What I can say now that I have hit day 10 is that I have come to realize a lot about myself through this process. First of all I have been drinking coffee for 25 years at least with no breaks. I loved coffee, looked forward to it in the morning, associated it with all things good such as long discussions with friends and early morning walks. Coffee was actually not helping me in any way whatsoever. It was making me tired and nutty and anxious and a little crazy. So I am relieved to be rid of it. For the last 6 days I have been feeling really peaceful internally and pensive. I have a lot more time on my hands with out the continuous what am I going to eat next thing going on and I feel empty and full at the same time.
Throughout the next week I will begin to come off of this fast, starting with fresh juice tomorrow and then a veggie soup for a few days following. I am excited to start to plan healthier meals without sugar and to move forward in health.

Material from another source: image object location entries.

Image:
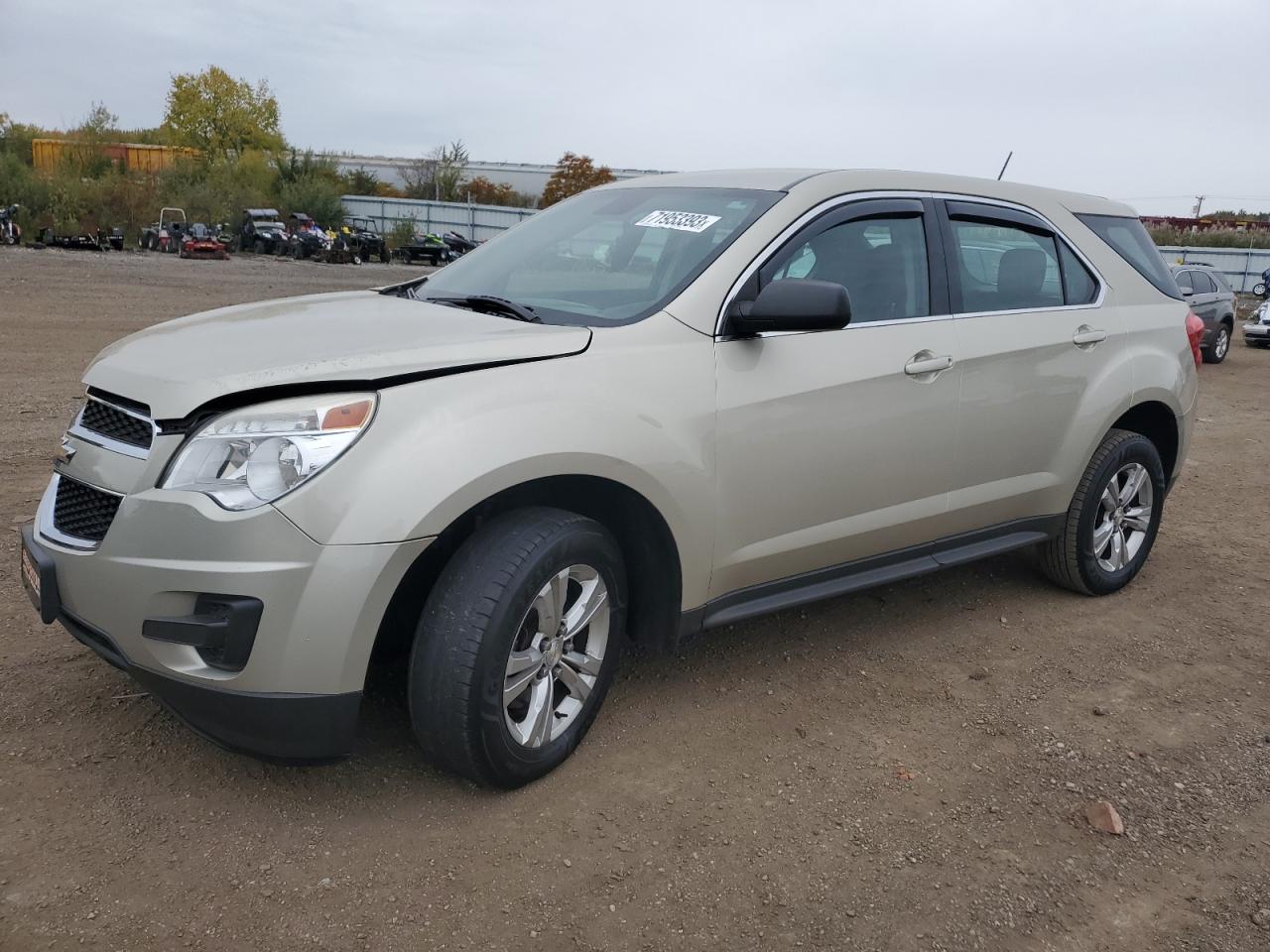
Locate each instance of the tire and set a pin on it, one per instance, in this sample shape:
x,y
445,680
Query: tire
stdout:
x,y
1070,558
485,606
1220,345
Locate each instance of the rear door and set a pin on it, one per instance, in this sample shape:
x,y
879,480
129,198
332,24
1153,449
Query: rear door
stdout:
x,y
1038,354
834,445
1205,301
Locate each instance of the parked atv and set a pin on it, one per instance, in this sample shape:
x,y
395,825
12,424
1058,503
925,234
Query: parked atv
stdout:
x,y
10,234
262,231
77,241
307,239
166,234
200,241
457,244
365,240
425,248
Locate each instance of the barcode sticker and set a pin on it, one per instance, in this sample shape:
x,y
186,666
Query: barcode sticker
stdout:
x,y
679,221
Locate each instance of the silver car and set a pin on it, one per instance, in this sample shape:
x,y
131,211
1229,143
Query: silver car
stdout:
x,y
658,408
1213,301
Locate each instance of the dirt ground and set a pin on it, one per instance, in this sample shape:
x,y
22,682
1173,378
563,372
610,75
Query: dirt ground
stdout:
x,y
901,770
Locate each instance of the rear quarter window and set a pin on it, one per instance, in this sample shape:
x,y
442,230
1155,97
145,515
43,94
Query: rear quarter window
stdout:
x,y
1129,239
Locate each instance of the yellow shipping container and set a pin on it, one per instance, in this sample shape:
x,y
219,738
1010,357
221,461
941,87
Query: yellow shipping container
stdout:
x,y
48,153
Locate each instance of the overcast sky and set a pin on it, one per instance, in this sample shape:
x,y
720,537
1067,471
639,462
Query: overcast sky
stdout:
x,y
1148,100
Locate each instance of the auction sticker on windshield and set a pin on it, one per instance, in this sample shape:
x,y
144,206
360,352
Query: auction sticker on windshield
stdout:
x,y
680,221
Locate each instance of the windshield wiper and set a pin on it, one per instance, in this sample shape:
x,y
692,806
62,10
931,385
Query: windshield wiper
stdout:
x,y
488,303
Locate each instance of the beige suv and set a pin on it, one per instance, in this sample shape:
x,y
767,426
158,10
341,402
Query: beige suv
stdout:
x,y
661,407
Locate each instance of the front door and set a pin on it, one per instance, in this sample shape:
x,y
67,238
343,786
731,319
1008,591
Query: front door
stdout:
x,y
835,445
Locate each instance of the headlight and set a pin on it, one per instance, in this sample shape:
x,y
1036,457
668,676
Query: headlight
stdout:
x,y
249,457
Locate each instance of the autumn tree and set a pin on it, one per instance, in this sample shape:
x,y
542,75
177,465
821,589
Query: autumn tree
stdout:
x,y
574,175
437,176
481,190
221,114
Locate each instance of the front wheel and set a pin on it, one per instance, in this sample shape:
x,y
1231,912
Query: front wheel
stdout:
x,y
1220,345
1112,520
517,647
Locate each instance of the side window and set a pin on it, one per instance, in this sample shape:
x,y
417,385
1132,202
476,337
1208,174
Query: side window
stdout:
x,y
1203,284
1006,268
880,262
1079,285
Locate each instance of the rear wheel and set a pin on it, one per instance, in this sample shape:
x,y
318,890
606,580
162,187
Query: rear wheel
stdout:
x,y
1112,520
1220,345
517,647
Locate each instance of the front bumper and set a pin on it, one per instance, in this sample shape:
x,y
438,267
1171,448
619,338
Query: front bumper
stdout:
x,y
280,728
296,692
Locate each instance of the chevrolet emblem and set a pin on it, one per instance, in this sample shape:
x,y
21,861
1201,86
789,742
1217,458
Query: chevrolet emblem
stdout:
x,y
64,452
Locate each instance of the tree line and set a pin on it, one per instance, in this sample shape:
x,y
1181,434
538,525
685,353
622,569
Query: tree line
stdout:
x,y
243,162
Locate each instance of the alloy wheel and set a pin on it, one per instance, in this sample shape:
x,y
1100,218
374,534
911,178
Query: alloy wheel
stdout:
x,y
557,655
1123,518
1222,344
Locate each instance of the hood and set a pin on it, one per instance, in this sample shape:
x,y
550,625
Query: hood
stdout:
x,y
352,336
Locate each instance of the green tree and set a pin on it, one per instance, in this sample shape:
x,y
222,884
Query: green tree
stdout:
x,y
221,114
574,175
361,181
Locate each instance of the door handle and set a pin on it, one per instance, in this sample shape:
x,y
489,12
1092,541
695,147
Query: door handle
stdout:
x,y
1086,335
926,365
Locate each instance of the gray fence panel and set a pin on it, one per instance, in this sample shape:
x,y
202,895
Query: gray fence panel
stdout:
x,y
479,222
1242,267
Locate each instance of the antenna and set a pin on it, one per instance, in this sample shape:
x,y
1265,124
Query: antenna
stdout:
x,y
1006,163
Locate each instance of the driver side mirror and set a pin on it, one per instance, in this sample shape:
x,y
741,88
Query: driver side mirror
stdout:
x,y
793,303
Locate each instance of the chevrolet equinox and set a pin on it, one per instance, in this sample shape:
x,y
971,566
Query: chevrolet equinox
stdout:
x,y
661,407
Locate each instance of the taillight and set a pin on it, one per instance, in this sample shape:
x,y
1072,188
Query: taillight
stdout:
x,y
1196,334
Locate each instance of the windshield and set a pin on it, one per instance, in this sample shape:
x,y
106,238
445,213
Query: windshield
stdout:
x,y
607,257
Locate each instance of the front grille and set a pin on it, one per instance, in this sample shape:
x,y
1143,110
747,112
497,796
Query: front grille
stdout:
x,y
114,422
81,511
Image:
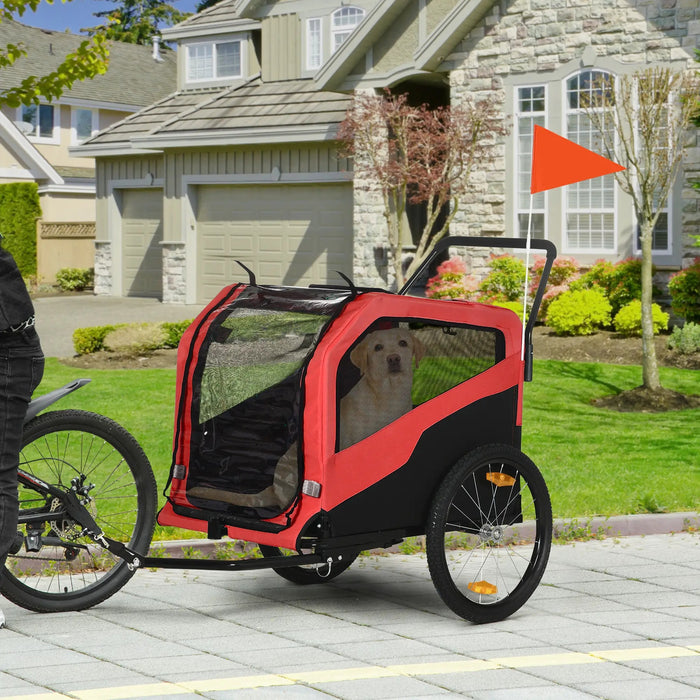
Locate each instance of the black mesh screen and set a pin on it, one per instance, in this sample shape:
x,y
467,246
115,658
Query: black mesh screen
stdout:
x,y
397,365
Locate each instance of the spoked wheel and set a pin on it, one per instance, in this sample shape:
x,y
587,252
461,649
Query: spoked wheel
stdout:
x,y
489,533
304,575
57,568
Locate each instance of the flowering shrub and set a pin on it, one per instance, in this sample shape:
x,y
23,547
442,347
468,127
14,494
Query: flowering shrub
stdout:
x,y
506,280
684,287
685,340
564,271
580,312
628,320
452,281
621,282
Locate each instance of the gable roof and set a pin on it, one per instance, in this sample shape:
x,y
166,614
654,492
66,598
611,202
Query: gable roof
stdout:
x,y
426,58
254,112
133,77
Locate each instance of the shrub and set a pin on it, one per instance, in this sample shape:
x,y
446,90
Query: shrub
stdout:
x,y
75,279
684,287
87,340
135,338
451,281
628,320
506,280
685,340
19,210
579,312
173,331
621,282
564,271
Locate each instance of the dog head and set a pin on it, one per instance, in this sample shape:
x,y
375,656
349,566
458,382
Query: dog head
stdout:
x,y
387,353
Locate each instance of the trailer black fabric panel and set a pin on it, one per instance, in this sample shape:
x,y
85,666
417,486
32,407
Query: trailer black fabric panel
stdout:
x,y
247,399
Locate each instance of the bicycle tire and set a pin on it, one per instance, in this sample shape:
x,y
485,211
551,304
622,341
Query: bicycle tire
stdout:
x,y
306,575
483,561
57,447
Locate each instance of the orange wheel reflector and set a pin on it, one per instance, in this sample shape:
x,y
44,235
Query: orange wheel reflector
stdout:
x,y
483,588
500,479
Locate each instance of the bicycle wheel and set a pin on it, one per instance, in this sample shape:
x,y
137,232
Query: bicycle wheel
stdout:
x,y
305,575
489,533
57,568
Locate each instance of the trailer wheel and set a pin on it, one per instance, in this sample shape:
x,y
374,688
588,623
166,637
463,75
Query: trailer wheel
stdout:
x,y
305,575
489,533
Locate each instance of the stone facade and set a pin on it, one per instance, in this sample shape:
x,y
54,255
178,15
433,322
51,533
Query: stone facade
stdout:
x,y
534,38
174,270
103,268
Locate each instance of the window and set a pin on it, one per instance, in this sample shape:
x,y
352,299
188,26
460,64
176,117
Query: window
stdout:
x,y
530,110
83,124
42,120
343,22
314,40
589,205
214,61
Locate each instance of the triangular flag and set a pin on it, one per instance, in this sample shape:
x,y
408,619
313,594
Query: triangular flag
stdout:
x,y
556,162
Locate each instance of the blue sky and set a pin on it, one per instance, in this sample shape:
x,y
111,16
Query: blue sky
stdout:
x,y
79,13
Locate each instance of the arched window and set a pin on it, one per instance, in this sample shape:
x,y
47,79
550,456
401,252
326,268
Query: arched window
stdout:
x,y
590,205
343,22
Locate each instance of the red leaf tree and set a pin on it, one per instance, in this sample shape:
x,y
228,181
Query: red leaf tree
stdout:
x,y
418,155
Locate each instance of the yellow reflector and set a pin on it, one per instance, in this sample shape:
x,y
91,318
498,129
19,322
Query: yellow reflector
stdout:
x,y
500,479
483,588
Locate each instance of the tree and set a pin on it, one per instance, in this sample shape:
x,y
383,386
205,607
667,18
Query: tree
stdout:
x,y
89,59
642,120
136,21
418,155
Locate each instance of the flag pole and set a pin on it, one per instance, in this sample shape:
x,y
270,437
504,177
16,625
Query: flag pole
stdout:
x,y
527,269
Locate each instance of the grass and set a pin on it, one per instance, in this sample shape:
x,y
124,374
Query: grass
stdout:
x,y
595,461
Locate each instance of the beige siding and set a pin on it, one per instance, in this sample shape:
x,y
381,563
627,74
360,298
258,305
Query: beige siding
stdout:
x,y
397,45
284,34
436,11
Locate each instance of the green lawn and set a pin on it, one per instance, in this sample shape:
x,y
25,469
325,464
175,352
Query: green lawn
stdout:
x,y
595,461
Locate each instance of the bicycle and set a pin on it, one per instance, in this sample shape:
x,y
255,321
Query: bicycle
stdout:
x,y
262,453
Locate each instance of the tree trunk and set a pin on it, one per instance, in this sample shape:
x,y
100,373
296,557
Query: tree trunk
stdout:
x,y
650,368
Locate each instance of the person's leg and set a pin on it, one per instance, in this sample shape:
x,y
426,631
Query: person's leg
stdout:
x,y
21,368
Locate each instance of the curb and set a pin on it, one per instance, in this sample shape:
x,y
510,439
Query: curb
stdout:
x,y
570,529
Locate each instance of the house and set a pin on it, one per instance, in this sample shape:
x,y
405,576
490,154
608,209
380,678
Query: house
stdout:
x,y
35,140
241,163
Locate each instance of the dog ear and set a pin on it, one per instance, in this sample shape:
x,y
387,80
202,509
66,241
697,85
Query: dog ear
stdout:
x,y
418,349
358,356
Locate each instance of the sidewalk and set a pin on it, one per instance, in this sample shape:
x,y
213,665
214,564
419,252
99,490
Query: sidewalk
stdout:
x,y
615,619
57,317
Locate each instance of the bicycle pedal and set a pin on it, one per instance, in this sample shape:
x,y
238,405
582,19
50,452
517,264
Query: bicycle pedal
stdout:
x,y
16,544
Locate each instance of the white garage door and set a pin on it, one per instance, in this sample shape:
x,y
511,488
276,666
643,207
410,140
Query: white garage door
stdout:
x,y
142,231
287,234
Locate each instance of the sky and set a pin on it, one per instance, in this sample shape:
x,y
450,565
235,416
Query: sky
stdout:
x,y
77,14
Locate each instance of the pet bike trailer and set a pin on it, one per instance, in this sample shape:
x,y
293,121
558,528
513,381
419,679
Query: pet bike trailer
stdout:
x,y
320,422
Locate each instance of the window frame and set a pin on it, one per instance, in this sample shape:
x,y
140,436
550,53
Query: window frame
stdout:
x,y
345,31
520,156
94,128
566,209
36,137
213,46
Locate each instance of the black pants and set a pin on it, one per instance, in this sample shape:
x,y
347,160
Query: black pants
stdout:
x,y
21,369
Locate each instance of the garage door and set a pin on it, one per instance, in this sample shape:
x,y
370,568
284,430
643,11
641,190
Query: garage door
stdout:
x,y
142,232
286,234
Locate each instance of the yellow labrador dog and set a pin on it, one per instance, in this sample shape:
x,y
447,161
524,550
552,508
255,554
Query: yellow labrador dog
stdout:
x,y
383,394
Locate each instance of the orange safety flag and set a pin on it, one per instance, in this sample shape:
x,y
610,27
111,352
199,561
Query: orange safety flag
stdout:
x,y
556,162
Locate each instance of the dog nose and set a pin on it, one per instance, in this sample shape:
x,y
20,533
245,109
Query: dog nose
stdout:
x,y
394,362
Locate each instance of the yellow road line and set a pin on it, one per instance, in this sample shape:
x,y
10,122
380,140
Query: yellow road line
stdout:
x,y
369,672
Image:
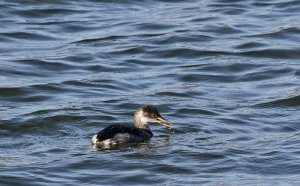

I realize watching Grampa John and Grampa B and their illnesses how precious life and health are, how quickly these gifts can be taken from us. I also realized how important it is to teach my children about health, farming, agriculture and self sufficiency. For a long time I have bawked this in the name of unschooling. I can no longer do that. Both of these grampies learned to eat and to treat their bodies the ways that they did from their first source, their first homes.
Gary finally did join the fun and he is on day 3. Poor Gary just loves food so much and with all that he is going through it is hard for him to not jump in to food for consolation. He is trudging through though. It is hard to not feel the need after a visit with his dad. I am hopeful that our new eating habits will stick with him and help him to be even more amazing than he already is.